Ms. Truth condemned this disgraceful enterprise, which thrived off not only uncompensated labor, but also physical and psychological terror. Most will remember Ms. Truth’s oration for its vivid descriptions regarding physical labor; Black women were forced to plough, plant, herd, and build — just as men. Yet far too little attention centers on her condemnation of that system, which made sexual chattel of Black women, and then cruelly sold off Black children. This was human trafficking in the American form, and it lasted for centuries. Ms. Truth pleaded:
 
“I have borne 13 children, and seen most all sold off to slavery, and when I cried out with my mother’s grief, none but Jesus heard me! And ain’t I a woman?”
 
Following the Supreme Court’s decision in June Medical Services v. Russo this week, it is worth reflecting on the racist origins of the anti-abortion movement in the United States, which date back to the ideologies of slavery. Just like slavery, anti-abortion efforts are rooted in white supremacy, the exploitation of Black women, and placing women’s bodies in service to men. Just like slavery, maximizing wealth and consolidating power motivated the anti-abortion enterprise. Then, just as now, anti-abortion efforts have nothing to do with saving women’s lives or protecting the interests of children.
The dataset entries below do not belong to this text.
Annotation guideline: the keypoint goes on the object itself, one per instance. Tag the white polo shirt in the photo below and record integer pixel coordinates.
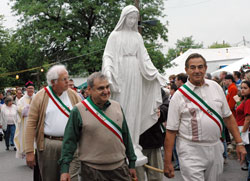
(55, 120)
(190, 121)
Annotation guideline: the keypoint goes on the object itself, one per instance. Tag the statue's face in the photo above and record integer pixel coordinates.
(131, 19)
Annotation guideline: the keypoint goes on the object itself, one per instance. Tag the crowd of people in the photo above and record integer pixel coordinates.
(65, 135)
(235, 89)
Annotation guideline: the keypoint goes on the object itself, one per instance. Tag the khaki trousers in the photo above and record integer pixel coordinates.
(199, 162)
(155, 160)
(48, 158)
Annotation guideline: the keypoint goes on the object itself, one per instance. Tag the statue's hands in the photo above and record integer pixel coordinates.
(109, 76)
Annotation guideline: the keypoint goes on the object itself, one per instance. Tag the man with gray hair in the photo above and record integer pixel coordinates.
(99, 126)
(47, 118)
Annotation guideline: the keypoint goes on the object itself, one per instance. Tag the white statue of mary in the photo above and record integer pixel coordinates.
(135, 82)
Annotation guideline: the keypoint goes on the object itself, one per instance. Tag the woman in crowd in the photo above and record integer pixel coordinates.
(243, 117)
(9, 117)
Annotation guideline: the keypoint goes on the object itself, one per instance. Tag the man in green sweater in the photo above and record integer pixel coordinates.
(99, 126)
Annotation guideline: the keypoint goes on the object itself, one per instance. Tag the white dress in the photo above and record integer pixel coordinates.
(135, 80)
(19, 139)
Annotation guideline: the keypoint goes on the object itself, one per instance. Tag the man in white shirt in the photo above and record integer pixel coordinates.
(197, 113)
(47, 119)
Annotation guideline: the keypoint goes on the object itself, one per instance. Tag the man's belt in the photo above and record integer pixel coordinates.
(60, 138)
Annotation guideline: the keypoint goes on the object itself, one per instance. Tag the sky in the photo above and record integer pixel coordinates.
(208, 21)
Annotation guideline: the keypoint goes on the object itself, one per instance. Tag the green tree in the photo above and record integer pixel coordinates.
(218, 45)
(57, 30)
(182, 46)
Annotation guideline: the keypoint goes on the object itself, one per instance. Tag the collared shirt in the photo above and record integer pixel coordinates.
(192, 123)
(55, 120)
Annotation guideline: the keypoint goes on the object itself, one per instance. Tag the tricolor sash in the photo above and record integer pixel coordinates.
(193, 97)
(57, 101)
(102, 118)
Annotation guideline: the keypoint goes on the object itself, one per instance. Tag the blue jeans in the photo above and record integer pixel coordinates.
(9, 135)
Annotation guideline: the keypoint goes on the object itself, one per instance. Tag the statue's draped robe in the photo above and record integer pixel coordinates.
(135, 81)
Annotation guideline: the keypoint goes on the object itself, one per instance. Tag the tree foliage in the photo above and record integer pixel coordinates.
(57, 30)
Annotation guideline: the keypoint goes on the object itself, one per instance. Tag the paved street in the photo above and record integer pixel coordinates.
(12, 169)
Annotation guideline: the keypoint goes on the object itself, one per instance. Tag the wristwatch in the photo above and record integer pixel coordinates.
(240, 144)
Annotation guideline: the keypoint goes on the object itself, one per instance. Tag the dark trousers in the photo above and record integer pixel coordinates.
(119, 174)
(9, 135)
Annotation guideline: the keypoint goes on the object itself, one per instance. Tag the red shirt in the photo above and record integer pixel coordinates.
(232, 91)
(242, 110)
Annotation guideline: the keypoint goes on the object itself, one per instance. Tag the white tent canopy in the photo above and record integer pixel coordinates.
(214, 57)
(234, 66)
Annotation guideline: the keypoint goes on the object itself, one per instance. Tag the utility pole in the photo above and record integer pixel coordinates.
(137, 5)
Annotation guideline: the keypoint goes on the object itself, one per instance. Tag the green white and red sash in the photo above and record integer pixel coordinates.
(193, 97)
(102, 118)
(57, 101)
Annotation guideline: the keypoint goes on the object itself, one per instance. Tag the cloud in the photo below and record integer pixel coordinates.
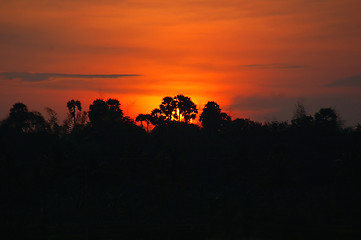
(40, 77)
(353, 81)
(271, 66)
(281, 107)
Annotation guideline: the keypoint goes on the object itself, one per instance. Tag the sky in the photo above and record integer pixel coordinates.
(256, 58)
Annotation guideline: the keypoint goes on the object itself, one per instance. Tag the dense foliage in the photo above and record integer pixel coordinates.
(107, 178)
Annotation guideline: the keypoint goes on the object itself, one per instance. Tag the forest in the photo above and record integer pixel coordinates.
(101, 175)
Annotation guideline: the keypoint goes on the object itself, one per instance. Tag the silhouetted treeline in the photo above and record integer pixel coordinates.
(98, 175)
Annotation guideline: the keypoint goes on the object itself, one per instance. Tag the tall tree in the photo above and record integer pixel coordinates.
(186, 110)
(105, 112)
(212, 118)
(72, 106)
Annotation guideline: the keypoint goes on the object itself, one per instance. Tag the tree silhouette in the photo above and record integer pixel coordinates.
(144, 118)
(179, 108)
(300, 119)
(327, 118)
(212, 118)
(72, 106)
(186, 110)
(105, 112)
(23, 121)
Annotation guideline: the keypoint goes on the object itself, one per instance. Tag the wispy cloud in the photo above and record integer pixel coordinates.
(271, 66)
(353, 81)
(40, 77)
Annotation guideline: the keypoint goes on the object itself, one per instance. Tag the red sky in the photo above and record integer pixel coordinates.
(256, 58)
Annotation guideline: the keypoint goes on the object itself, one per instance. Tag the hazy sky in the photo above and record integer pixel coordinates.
(256, 58)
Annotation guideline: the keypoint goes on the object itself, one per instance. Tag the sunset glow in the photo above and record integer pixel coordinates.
(256, 59)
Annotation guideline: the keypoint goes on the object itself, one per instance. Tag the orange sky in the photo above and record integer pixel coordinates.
(256, 58)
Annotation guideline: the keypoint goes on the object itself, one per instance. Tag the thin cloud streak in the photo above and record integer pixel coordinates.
(271, 66)
(40, 77)
(353, 81)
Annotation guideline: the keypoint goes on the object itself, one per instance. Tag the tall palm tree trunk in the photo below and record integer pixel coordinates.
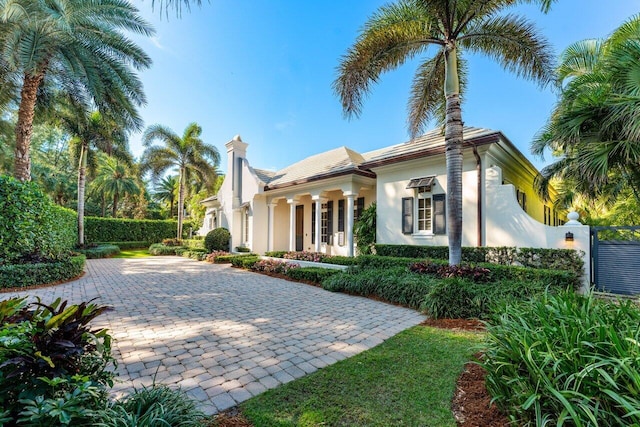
(82, 183)
(115, 204)
(24, 127)
(453, 146)
(180, 202)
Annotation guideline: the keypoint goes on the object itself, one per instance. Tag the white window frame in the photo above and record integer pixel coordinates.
(246, 224)
(324, 223)
(423, 193)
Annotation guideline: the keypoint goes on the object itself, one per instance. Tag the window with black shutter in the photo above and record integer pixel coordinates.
(313, 223)
(330, 222)
(341, 215)
(439, 214)
(407, 215)
(359, 208)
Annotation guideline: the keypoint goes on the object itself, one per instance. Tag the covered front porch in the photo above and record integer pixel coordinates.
(318, 217)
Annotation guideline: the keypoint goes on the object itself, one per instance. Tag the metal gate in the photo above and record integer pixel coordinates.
(615, 253)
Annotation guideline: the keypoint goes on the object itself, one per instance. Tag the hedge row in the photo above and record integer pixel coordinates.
(31, 226)
(142, 244)
(553, 259)
(126, 230)
(100, 251)
(23, 275)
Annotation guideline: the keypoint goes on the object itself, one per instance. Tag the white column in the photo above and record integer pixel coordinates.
(318, 202)
(272, 207)
(292, 224)
(350, 196)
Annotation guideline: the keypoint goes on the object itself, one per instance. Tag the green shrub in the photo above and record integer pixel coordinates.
(340, 260)
(127, 245)
(244, 261)
(396, 285)
(54, 369)
(217, 240)
(193, 243)
(31, 227)
(275, 254)
(160, 249)
(553, 259)
(100, 251)
(193, 253)
(566, 360)
(364, 230)
(124, 230)
(24, 275)
(311, 274)
(154, 406)
(463, 298)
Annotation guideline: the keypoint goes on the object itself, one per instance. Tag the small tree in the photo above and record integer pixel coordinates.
(364, 230)
(217, 240)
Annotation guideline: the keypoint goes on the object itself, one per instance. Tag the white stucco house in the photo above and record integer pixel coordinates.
(312, 204)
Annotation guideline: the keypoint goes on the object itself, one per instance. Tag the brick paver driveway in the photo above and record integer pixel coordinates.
(223, 334)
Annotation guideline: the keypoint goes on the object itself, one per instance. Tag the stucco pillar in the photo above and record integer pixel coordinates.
(271, 225)
(292, 224)
(350, 197)
(318, 202)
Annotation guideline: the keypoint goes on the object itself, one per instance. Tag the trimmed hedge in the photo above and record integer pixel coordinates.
(396, 284)
(553, 259)
(160, 249)
(126, 230)
(244, 261)
(566, 359)
(23, 275)
(101, 251)
(311, 274)
(463, 298)
(143, 244)
(31, 226)
(228, 259)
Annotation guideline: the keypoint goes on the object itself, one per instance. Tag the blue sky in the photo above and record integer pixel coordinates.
(263, 69)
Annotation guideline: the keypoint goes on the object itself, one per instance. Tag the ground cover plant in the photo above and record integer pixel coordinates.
(407, 380)
(53, 366)
(566, 359)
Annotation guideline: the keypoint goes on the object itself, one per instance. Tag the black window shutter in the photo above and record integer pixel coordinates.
(407, 215)
(313, 223)
(439, 214)
(330, 222)
(359, 207)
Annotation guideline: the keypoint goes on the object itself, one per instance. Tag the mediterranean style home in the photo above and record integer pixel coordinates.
(312, 205)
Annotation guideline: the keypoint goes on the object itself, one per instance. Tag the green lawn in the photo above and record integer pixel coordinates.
(133, 253)
(408, 380)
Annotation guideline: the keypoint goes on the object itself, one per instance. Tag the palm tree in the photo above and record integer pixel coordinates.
(92, 132)
(166, 191)
(188, 154)
(595, 126)
(114, 180)
(80, 46)
(401, 31)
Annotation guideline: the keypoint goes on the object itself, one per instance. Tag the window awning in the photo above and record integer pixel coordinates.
(426, 181)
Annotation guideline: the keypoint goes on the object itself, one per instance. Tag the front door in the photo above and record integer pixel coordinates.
(299, 227)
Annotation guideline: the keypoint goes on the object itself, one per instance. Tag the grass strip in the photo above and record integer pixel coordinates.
(133, 253)
(408, 380)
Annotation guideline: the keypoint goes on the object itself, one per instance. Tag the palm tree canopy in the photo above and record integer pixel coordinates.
(401, 31)
(187, 153)
(81, 45)
(595, 126)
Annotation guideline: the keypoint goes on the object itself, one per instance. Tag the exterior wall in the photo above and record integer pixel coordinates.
(391, 186)
(508, 225)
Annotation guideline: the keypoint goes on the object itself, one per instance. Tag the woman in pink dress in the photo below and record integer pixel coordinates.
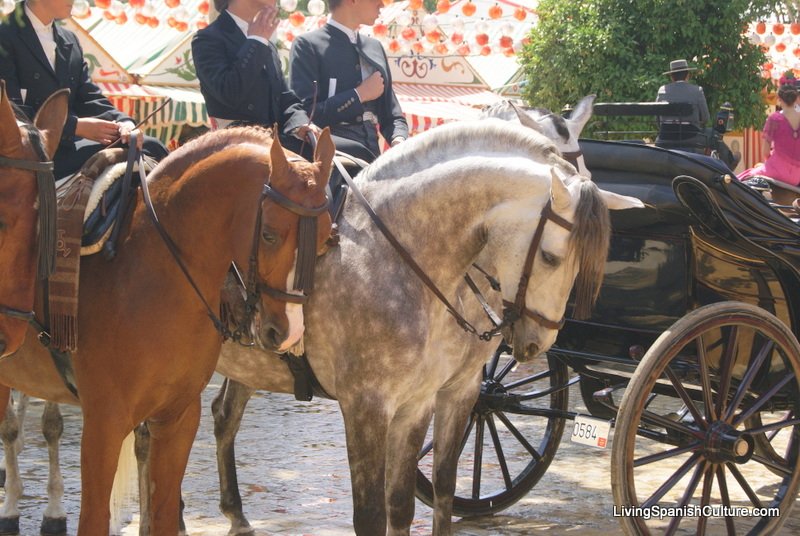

Today, a person is 14 times more likely to die by carrying a pregnancy to term than by having an abortion, and medical evidence has shown for decades that an abortion is as safe as a penicillin shot—and yet abortion remains heavily restricted in states across the country.
 
Prior to the Civil War, abortion and contraceptives were legal in the U.S., used by Indigenous women as well as those who sailed to these lands from Europe. For the most part, the persons who performed all manner of reproductive health care were women — female midwives. Midwifery was interracial; half of the women who provided reproductive health care were Black women. Other midwives were Indigenous and white.
 
However, in the wake of slavery’s end, skilled Black midwives represented both real competition for white men who sought to enter the practice of child delivery, and a threat to how obstetricians viewed themselves. Male gynecologists claimed midwifery was a degrading means of obstetrical care. They viewed themselves as elite members of a trained profession with tools such as forceps and other technologies, and the modern convenience of hospitals, which excluded Black and Indigenous women from practice within their institutions.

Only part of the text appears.